Pass/Fail Grading as Default

Actually now that I think about it, this data only shows us that using Easy/Hard too much might be bad. Moderate use of those buttons still might have a positive effect on scheduling so dae maybe isn’t wrong.

I’m not sure what makes you say so. The graph shows that RMSE is lower for two buttons users for almost any threshold, from 2.5% Hard+Easy all the way to 42.5% Hard+Easy.

2 Likes

Oh sorry I didn’t look at the graph. I just read the Text you posted here. If what you say is true, then Again/Good being default makes the most sense to me. (Funny how SuperMemo after years of research uses 6 buttons and we’re talking about 2 buttons)

Edit: The meta once was use 2 buttons because of ease hell, then it became you can use 4 buttons becaure ease hell is solved and now we’re back to 2 buttons.

Recent versions of Supermemo algorithm had lifted weight on user grades to combat user bias. Grades within pass or fail (3 each) are still taken into account, but there are other factors that have a greater impact such as the priority set during review.

2 Likes

If I’m not wrong the graph is showing the less Hard+Easy is used the less the RMSE is? Dang that’s crazy.

Sorry, but I think I don’t totally understand the graph. What exactly is meant by threshold here? Percentage of hard/easy usage? Does it apply only to 4-button users then?

I gave an example. Here’s a step-by-step explanation:

  1. Calculate how often the user uses Hard, in %
  2. Calculate how often the user uses Easy, in %
  3. Add them together
  4. If the sum exceeds the threshold, put the user into the “four button users” category, else put him into the “two button users” category
  5. Repeat steps 1-4 for many different values of the threshold, to get the full picture
2 Likes

You guys are missing the point I made before. You cannot “put” ppl in 4 button vs. 2 button groups based on thresholds of use. These groups are systematically different, therefore the conclusion does not hold that 2 buttons are more accurate to 4 buttons. You would have to take users who are in the 4-button group, and randomize them into 2 groups, 1 that is forced to use 2 buttons and one that continues to have 4 buttons.

This is similar to what was done in SM when there was a change in buttons.

This current analysis will miss a degrading in the performance of the predictive algorithm due to differences in 4-button and 2-button users, which not only includes experience (more advanced users), but also complexity of the material they are using, etc.

I’m not sure what you mean by “priority set during review”, I believe the priority set for items has no impact on scheduling intervals.

Because that analysis was done correctly (and it now uses 5 buttons)

3 Likes

You would have to take users who are in the 4-button group, and randomize them into 2 groups, 1 that is forced to use 2 buttons and one that continues to have 4 buttons.

Well, I cannot do that, but I could take some collections, randomly replace some Hard and Easy with Good, and see whether it will degrade the performance of FSRS. Spoiler: yes, it will.

I mean the priority of the element when you do the review (repetition in SM jargon); as priorities are dynamic and the element will slightly change the priority as soon as the user grades the recall.

It does.
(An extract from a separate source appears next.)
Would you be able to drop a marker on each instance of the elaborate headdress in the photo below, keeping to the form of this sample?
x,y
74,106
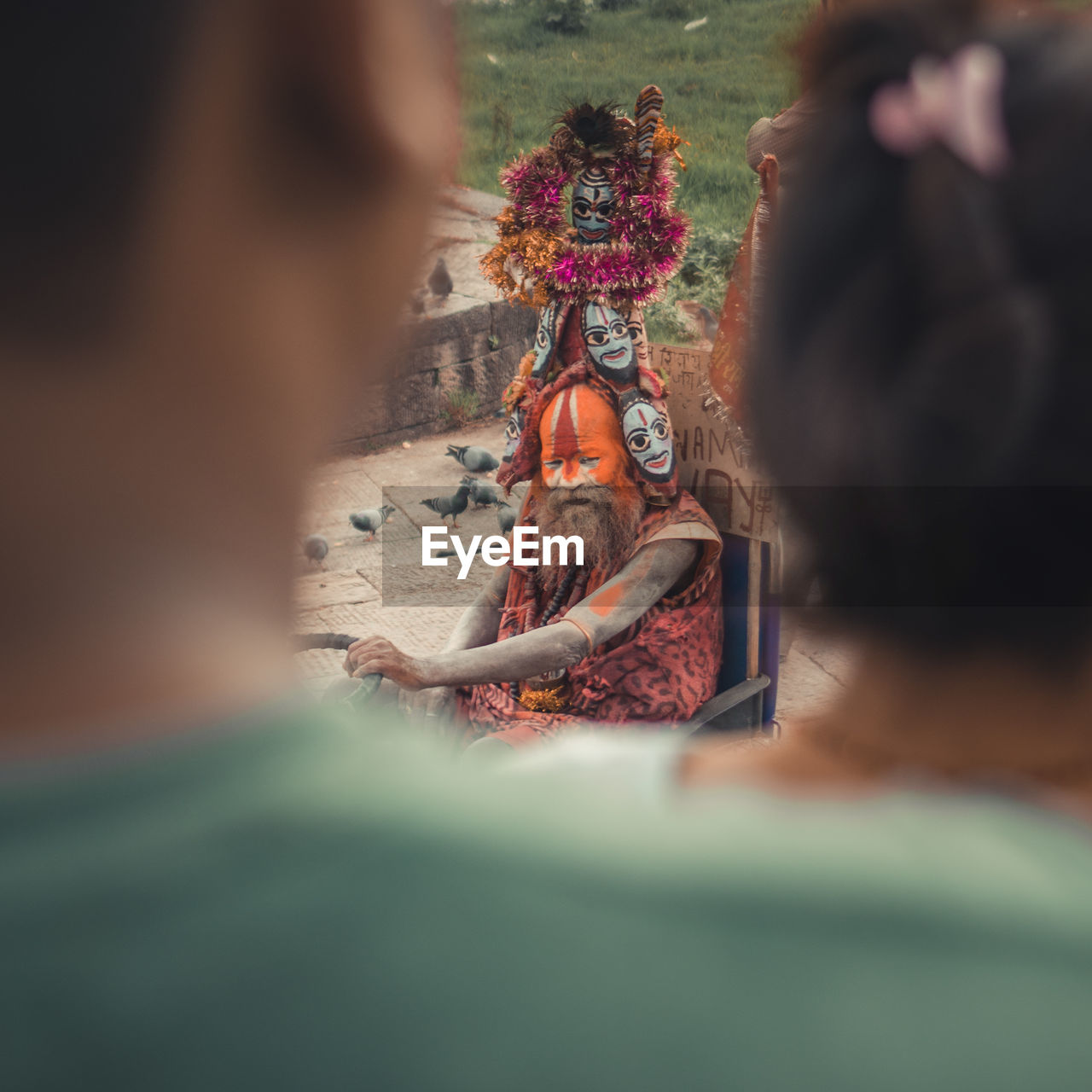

Just to name a few, a very low priority item will get higher intervals directly, or indirectly due a higher A-factor increase.Lapsing a very high priority item will get a lower next interval than a low priority item (can be days or several weeks), etc.

Just for the record, SuperMemo has 5 buttons on the interface but the rating 0 (null recall) can still be used by the keyboard shortcut, so the latest algorithm SM-18 still has 6 grade options.

The removal of the button for grade 0 was to discourage users to overuse it.

1 Like

I had no idea there was a hidden button! My guess is that it is practically not known by anyone and therefore rarely used.

In anki, it would not make much difference if the default view only showed 2 buttons and one could turn on 4 buttons once in the settings, and never have to worry about it again. But I suspect that ppl not using anki is not due to 2 vs. 4 buttons, there are many things suggested which I doubt would have much effect on retaining users if all the proposed changes which are supposedly affecting retention were to be implemented.

So now what that might mean? Also Hard is often pressed in stead of Again so there’s that.

Okay but it still shows average 4 button user shifting to 2 button use will only benefit him. Or you’re claiming that people who use 4 buttons will continue to see higher RMSE?

It does not show this. That’s a misinterpretation of the data.

Okay so what’s causing it? You mentioned difficulty of material but what does this has anything to do with difficulty of material?

Hey @Expertium saw someone quoting this from FSRS wiki’s FAQ, Shouldn’t this need to be changed?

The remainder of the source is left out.